Archive for May, 2008
Change collation on all columns of a database
Sunday, May 25th, 2008It was recently required for me to change the collation of each and every column of every table in a database from ‘latin1′ to ‘utf8′. Although the table collations were correct, the column collations were incorrect. It’s a cumbersome process to perform manually, and there’s apparently no real automated way to do it without a script. Although collation information is only meta-data, not actual data, I found this problem interesting.
Changing one column collation information is easy enough to do with one MySQL query:
ALTER TABLE `moods` CHANGE `mood_label` `mood_label` text CHARACTER SET utf8 COLLATE utf8_unicode_ci;
Changing all the columns is more difficult. Here’s a small script that I came up with to do it recently:
dionyziz@orion:~$ mysqldump -u root --password=1234 \ --no-data --no-create-db --compact ccbeta \ |egrep 'CREATE TABLE|latin1' \ |sed 's/CREATE TABLE `\(.*\)` (/;ALTER TABLE `\1`/' \ |sed 's/character set latin1/CHARACTER SET utf8 COLLATE utf8_unicode_ci/' \ |sed 's/ `\(.*\)`/ CHANGE `\1` `\1`/'>columns dionyziz@orion:~$ php -r 'file_put_contents( "columns", preg_replace( "#^;|ALTER TABLE `.*`(\\s*;|$)#", "", preg_replace( "#,(\\s*);#", ";\\1", file_get_contents( "columns" ) ) ) );' dionyziz@orion:~$ mysql -u root --password=1234 ccbeta <columns
Let’s go through it step-by-step.
mysqldump -u root --password=1234 --no-data --no-create-db --compact ccbeta
This creates a list of CREATE TABLE statements for all our tables. That’s good because it’ll allow us to determine whether the collation of a column is incorrect. Here’s an example CREATE TABLE statement:
CREATE TABLE `albums` ( `album_id` int(11) NOT NULL auto_increment, `album_userid` int(11) NOT NULL default '0', `album_created` datetime NOT NULL default '0000-00-00 00:00:00', `album_name` text character set latin1 NOT NULL, `album_description` text character set latin1 NOT NULL, PRIMARY KEY (`album_id`), KEY `album_userid` (`album_userid` ) ) ENGINE=MyISAM AUTO_INCREMENT=55 DEFAULT CHARSET=utf8 COLLATE=utf8_unicode_ci;
In this example, the `album_name` and `album_description` columns are wrong and need their collations changed.
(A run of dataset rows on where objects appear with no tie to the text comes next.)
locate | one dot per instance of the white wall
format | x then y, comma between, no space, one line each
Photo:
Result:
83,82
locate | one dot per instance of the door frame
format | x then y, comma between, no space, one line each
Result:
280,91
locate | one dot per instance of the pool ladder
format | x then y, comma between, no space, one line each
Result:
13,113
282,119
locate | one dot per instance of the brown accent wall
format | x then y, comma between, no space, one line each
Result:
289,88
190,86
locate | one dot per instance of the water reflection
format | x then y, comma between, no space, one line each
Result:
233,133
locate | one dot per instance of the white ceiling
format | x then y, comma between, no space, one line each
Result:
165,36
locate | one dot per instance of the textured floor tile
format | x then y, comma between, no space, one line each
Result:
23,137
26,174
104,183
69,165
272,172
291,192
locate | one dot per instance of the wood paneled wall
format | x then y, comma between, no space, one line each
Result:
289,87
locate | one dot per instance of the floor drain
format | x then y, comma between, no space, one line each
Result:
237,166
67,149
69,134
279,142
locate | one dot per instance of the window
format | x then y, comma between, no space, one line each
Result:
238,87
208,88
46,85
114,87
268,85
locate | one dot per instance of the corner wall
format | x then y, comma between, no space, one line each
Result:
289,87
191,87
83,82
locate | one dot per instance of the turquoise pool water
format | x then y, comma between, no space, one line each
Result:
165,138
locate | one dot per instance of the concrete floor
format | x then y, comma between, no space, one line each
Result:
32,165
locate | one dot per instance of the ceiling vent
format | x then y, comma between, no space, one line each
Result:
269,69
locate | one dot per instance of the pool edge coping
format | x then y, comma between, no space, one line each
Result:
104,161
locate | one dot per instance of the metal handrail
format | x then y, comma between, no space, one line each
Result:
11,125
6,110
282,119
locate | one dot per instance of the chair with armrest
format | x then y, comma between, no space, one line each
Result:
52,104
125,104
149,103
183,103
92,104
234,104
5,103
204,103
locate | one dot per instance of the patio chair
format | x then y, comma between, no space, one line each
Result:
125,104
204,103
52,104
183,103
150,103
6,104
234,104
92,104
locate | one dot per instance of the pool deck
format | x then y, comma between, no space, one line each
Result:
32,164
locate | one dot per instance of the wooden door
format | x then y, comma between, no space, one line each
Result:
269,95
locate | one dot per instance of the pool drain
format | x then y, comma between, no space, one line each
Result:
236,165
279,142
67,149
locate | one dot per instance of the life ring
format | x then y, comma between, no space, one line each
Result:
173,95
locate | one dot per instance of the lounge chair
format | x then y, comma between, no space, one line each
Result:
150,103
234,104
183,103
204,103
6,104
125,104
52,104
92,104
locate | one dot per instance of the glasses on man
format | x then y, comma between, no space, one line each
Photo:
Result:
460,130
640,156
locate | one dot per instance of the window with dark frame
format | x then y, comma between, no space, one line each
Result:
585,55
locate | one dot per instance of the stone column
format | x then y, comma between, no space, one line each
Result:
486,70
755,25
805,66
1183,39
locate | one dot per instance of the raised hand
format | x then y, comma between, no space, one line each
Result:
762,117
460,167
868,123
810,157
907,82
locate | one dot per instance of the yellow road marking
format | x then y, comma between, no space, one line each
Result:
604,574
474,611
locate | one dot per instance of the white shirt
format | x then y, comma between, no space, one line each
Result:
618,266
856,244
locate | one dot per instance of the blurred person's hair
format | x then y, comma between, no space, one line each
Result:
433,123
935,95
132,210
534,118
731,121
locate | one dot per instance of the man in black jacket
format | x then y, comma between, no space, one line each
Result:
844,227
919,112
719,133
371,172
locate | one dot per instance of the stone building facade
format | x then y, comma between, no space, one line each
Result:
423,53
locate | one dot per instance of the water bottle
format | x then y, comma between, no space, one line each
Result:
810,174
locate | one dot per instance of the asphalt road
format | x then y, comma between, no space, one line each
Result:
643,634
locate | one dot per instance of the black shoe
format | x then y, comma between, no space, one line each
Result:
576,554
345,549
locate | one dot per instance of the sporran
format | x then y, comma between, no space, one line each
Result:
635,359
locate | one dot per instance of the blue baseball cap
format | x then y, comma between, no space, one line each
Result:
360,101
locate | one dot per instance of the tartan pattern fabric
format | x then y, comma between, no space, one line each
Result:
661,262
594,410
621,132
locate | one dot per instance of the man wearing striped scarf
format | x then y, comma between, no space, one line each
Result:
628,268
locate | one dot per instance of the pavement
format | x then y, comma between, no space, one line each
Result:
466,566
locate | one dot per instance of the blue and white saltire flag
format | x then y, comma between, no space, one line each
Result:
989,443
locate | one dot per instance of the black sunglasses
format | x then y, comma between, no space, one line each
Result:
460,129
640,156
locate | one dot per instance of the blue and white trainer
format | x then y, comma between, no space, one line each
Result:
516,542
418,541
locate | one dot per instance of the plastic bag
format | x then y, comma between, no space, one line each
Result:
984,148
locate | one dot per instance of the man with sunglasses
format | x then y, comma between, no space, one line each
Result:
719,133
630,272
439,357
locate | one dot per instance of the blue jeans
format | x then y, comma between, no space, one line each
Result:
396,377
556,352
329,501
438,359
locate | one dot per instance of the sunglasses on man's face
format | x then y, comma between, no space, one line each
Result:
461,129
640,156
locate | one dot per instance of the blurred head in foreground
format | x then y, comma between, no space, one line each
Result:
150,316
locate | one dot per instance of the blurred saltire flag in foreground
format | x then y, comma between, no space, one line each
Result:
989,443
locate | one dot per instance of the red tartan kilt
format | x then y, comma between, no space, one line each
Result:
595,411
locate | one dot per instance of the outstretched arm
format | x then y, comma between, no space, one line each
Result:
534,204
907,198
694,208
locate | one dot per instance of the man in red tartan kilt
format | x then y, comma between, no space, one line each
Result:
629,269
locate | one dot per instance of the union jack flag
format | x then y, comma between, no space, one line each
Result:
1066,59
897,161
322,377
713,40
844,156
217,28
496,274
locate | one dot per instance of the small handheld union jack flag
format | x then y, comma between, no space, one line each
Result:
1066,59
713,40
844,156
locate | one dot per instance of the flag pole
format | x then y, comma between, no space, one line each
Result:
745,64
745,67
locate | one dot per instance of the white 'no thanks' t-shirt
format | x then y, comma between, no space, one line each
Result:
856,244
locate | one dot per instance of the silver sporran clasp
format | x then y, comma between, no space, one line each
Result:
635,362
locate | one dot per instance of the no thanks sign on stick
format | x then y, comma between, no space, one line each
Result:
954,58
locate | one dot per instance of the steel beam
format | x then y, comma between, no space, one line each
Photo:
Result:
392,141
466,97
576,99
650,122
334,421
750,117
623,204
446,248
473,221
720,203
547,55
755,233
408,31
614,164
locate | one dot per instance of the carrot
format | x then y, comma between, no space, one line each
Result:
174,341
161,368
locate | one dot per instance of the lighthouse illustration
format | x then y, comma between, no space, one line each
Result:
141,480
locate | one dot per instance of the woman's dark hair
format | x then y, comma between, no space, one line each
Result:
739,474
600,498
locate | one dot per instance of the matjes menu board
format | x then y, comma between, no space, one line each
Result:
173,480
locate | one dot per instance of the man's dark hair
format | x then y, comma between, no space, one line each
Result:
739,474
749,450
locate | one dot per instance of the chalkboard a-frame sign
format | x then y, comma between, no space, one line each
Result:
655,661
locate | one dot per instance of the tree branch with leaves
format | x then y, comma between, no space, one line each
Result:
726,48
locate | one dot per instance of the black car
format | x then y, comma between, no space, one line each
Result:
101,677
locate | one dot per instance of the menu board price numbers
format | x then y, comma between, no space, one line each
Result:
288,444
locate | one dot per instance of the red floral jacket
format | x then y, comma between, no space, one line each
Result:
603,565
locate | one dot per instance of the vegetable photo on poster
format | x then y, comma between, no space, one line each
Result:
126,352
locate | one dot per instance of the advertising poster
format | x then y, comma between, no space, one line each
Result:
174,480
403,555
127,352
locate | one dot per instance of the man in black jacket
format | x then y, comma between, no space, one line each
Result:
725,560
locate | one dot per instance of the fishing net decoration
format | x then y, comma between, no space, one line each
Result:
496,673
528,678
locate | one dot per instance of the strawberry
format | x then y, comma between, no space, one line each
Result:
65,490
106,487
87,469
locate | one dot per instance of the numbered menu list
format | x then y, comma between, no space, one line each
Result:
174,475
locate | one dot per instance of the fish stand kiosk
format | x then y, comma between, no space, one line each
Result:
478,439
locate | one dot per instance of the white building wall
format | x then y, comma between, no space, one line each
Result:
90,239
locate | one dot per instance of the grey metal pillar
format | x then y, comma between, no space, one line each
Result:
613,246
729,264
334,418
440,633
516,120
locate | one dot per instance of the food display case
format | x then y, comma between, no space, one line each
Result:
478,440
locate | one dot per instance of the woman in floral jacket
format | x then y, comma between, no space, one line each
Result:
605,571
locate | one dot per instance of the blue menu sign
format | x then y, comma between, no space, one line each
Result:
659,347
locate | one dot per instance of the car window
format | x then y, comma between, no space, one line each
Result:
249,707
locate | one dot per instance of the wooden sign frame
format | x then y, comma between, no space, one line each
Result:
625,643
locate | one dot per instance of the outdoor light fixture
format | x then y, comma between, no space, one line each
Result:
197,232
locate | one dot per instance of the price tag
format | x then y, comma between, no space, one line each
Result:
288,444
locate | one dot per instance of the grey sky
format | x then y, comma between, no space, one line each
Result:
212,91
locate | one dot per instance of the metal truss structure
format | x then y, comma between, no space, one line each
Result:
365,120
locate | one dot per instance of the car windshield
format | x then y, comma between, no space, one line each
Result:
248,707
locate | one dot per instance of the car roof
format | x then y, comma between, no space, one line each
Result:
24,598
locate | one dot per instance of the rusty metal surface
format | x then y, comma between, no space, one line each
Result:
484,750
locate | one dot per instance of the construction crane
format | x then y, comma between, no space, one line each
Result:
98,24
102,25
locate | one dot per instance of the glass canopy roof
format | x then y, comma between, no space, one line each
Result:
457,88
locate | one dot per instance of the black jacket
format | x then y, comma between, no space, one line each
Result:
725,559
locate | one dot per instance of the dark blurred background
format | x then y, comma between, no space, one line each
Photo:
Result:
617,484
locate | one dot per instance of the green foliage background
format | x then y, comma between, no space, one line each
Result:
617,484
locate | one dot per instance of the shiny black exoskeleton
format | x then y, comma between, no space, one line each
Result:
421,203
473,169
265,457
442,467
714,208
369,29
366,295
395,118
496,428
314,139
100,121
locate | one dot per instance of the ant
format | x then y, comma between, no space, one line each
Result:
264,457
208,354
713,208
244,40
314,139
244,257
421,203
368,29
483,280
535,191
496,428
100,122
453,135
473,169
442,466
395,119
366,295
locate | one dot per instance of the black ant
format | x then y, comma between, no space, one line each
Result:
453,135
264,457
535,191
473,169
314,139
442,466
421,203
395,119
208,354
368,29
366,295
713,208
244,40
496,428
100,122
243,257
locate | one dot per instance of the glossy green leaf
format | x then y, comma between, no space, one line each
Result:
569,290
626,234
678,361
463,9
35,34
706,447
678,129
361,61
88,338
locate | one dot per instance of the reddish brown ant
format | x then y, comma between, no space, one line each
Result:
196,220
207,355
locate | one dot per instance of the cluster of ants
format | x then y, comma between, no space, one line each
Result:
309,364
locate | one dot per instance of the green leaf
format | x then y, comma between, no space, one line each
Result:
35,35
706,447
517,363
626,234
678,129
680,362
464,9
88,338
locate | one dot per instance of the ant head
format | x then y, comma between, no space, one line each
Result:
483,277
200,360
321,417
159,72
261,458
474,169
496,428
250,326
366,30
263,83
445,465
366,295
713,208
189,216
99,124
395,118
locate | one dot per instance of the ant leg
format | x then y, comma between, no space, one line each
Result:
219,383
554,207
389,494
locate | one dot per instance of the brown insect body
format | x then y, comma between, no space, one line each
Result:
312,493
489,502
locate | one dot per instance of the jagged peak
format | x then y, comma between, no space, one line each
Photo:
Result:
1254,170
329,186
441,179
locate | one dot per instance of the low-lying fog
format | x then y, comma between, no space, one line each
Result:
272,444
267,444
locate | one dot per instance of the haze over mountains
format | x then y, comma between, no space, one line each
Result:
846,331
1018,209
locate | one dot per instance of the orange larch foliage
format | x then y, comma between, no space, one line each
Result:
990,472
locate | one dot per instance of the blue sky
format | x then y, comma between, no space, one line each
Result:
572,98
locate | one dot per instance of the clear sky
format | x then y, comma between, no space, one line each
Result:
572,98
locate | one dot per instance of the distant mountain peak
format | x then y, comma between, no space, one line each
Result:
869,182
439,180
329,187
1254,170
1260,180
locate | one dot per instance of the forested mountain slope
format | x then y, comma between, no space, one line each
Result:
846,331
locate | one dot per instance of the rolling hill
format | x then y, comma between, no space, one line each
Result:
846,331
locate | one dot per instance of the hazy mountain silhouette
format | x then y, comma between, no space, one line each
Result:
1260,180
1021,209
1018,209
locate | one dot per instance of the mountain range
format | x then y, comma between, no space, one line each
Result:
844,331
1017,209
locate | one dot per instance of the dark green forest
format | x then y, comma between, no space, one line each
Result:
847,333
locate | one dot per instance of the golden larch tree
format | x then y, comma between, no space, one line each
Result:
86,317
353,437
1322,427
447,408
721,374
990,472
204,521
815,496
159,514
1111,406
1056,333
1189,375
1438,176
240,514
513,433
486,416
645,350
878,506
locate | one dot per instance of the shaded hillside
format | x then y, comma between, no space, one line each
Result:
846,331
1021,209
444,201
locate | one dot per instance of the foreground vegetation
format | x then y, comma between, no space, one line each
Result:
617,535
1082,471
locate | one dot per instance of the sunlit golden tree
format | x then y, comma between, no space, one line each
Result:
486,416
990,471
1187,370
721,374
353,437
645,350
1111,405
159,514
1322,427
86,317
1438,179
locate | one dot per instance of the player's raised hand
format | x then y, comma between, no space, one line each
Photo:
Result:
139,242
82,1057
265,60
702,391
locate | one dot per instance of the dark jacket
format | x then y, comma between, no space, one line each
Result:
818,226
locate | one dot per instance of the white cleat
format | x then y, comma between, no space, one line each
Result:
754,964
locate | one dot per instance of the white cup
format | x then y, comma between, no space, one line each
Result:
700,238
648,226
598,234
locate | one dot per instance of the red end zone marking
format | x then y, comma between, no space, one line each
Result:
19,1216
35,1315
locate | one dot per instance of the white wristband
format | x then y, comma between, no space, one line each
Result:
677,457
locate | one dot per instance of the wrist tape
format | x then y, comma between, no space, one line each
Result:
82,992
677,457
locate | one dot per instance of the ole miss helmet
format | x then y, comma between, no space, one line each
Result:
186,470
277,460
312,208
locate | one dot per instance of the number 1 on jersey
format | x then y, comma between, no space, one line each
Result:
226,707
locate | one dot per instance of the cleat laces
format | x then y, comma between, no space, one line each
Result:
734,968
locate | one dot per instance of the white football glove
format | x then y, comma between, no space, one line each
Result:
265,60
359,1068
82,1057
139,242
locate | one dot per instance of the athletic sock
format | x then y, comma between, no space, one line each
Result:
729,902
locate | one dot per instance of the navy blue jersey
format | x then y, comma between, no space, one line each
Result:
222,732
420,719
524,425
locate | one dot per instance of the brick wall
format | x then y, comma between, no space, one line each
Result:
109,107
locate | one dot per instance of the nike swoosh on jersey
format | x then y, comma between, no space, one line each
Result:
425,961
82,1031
egrep 'CREATE TABLE|latin1'
This simple line limits our results to only lines that contain “CREATE TABLE” or “latin1″. That’s useful since it’ll only show the table names followed by a list of all incorrectly collated columns, if any. The result would be something like this:
CREATE TABLE `relations` ( CREATE TABLE `searches` ( `search_query` text character set latin1 NOT NULL, CREATE TABLE `shoutbox` ( `shout_text` text character set latin1 NOT NULL, `shout_delreason` text character set latin1 NOT NULL,
(with more entries potentially)
Good. Now all we need to do is modify these lines to make them ALTER TABLE lines:
sed 's/CREATE TABLE `\(.*\)` (/;ALTER TABLE `\1`/'
Ah, the magic of regular expressions. This removes the final “(” of every CREATE TABLE line, as we don’t need it and also changes the word “CREATE” into “ALTER”. It also adds a semicolon in front of the ALTER TABLE statement (to terminate the previous statement).
sed 's/character set latin1/CHARACTER SET utf8 COLLATE utf8_unicode_ci/'
Straightforward enough, this replaces the existing character set instruction from latin1 to utf8, and adds the correct collation as well.
sed 's/ `\(.*\)`/ CHANGE `\1` `\1`/'
Finally, this adds the word “CHANGE” in front of every column line and repeats the column name (as we want to tell MySQL which column to change (first repetition) and to which to change it (second repetition)). The result is:
;ALTER TABLE `relations` ;ALTER TABLE `searches` CHANGE `search_query` text CHARACTER SET utf8 COLLATE utf8_unicode_ci NOT NULL, ;ALTER TABLE `shoutbox` CHANGE `shout_text` text CHARACTER SET utf8 COLLATE utf8_unicode_ci NOT NULL, CHANGE `shout_delreason` text CHARACTER SET utf8 COLLATE utf8_unicode_ci NOT NULL,
Pretty close to what we actually want. You’ll notice three problems:
- There are empty ALTER statements
- There’s an extra comma at the end of every column (providing all your tables have a primary key, as they should)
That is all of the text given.